Cannot compile when user c string has a special pattern.

Question

Cannot compile when user c string has a special pattern.

krishna116 opened this issue 3 years ago · comments

For example this cannot compile:

int lex(const char *YYCURSOR) 
{
    for(;;)
    {
    /*!re2c
        re2c:define:YYCTYPE = char;
        re2c:yyfill:enable = 0;
        
        [123]   { break; }
    */
    break;
    }
    return 0;
}

void strange_string1()
{
    const char str[] = "%{}"; //error here.
}

void strange_string2()
{
    const char str[] = "%{{}}";  //error here.
}

re2c version: 2.2
compile: re2c.exe test.lex -o test.c

Thanks.

Ulya Trofimovich · Answer 1 · Wed Dec 22 2021 15:35:36 GMT+0800 (China Standard Time)
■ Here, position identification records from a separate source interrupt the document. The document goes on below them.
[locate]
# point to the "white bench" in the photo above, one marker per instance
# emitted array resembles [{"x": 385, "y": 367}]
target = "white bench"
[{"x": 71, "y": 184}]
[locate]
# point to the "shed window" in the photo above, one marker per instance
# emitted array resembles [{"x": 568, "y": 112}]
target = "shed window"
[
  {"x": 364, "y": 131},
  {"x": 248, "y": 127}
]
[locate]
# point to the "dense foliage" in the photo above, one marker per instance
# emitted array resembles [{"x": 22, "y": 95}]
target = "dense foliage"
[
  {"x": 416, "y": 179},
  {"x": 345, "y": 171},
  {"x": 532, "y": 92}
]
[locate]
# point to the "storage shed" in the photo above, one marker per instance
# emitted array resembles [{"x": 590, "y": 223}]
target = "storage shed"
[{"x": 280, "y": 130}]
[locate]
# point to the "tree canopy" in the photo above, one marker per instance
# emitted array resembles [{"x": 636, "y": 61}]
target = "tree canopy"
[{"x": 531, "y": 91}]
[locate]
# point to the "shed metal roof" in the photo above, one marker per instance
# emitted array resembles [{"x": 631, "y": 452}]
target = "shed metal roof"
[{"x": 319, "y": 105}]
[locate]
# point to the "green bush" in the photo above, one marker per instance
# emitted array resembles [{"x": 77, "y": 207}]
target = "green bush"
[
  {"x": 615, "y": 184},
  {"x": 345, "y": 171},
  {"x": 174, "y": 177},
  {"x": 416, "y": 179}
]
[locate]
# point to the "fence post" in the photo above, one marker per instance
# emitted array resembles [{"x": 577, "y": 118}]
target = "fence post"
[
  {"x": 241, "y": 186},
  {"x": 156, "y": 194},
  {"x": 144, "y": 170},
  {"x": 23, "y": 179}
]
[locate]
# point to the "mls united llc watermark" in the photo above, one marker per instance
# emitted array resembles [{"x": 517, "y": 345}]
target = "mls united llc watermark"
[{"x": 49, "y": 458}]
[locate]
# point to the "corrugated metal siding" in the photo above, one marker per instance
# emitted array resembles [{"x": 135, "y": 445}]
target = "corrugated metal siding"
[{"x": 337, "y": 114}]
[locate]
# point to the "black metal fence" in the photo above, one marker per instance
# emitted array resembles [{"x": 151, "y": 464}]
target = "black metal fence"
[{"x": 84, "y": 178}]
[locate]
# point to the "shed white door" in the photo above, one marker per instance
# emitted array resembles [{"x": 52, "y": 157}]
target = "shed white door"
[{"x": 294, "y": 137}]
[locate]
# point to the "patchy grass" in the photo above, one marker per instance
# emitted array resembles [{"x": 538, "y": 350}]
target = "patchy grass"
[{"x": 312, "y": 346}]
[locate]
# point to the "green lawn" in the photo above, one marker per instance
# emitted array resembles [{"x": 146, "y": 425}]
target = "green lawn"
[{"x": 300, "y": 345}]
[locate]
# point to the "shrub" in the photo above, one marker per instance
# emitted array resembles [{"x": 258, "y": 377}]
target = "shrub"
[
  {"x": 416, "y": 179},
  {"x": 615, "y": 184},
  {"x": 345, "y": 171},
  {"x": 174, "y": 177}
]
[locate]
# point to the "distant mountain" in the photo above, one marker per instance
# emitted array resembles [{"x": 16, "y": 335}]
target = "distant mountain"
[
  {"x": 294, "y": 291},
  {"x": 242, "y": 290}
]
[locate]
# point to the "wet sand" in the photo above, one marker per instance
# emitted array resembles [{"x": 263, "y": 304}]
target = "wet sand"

This is because re2c thinks that %{ is the beginning of a re2c block (historically it allows one to use YACC-style markers %{ and %} for the beginning and the end of a block).

The easiest fix for you would be to break the C-string at this point: use "%" "{}" instead of "%{}" (and likewise with the second string). C preprocessor will concatenate the two strings into one, so no other changes needed.

Ulya Trofimovich · Answer 2 · Wed Dec 22 2021 15:56:19 GMT+0800 (China Standard Time)

I will see if I can fix re2c to not recognize simple cases like this one as the beginning of a block.

Krishna · Answer 3 · Wed Dec 22 2021 18:22:48 GMT+0800 (China Standard Time)

Yes, I know flex also has marker %{ for option, I comment this, the error still happened, it is strange...

    // "{} %{}"; //error
    // "%{--}"; //error

Ulya Trofimovich · Answer 4 · Wed Dec 22 2021 19:16:15 GMT+0800 (China Standard Time)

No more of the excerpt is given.